Aging men with LUTS/BPH are at increased risk for the development of several other age-related diseases, including sexual dysfunction, heart disease, diabetes, and the metabolic syndrome. All of these conditions, which can negatively affect quality of life, need to be considered when evaluating and selecting BPH treatment options.
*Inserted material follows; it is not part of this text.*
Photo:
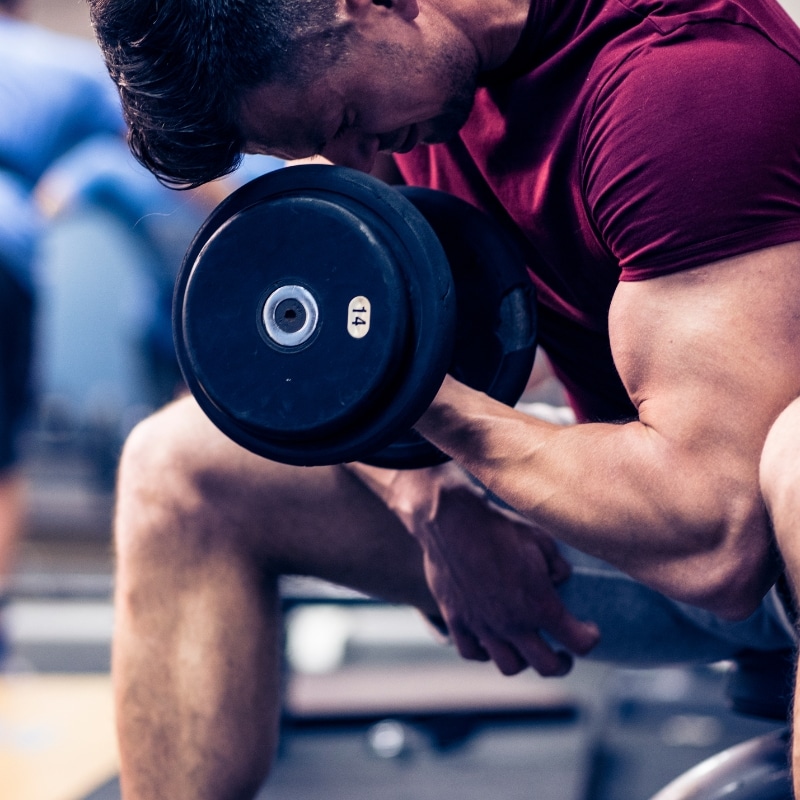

The currently available α1-blockers, alfuzosin, doxazosin, tamsulosin, and terazosin, demonstrate equal clinical effectiveness in relieving LUTS suggestive of BPH (a 4–6 point improvement in IPSS; a 2–3 mL/s increase in Qmax; and a 1–1.5 point improvement in the IPSS bother score), but differ with respect to their cardiovascular and sexual function safety profiles. Alfuzosin 10 mg once daily is effective in improving LUTS, Qmax, and disease-specific quality of life, reduces the long-term risk of LUTS progression, and is well tolerated in aging men with BPH, with minimal vasodilatory side effects, even in those with hypertension, heart disease, and diabetes and those taking antihypertensive medications. Alfuzosin also has no deleterious effect on sexual function and is well tolerated when used in combination with low doses of phosphodiesterase type 5 inhibitors for the treatment of ED. Studies suggest that alfuzosin and phosphodiesterase type 5 inhibitors may act synergistically to improve both LUTS and sexual function, but the tolerability of higher doses of phosphodiesterase type 5 inhibitors is not known. The efficacy and tolerability of alfuzosin 10 mg once daily are similar in elderly and younger patients. The long-term clinical efficacy and the cardiovascular and sexual function safety profiles of alfuzosin 10 mg once daily can contribute to an improved quality of life for aging men with LUTS/BPH.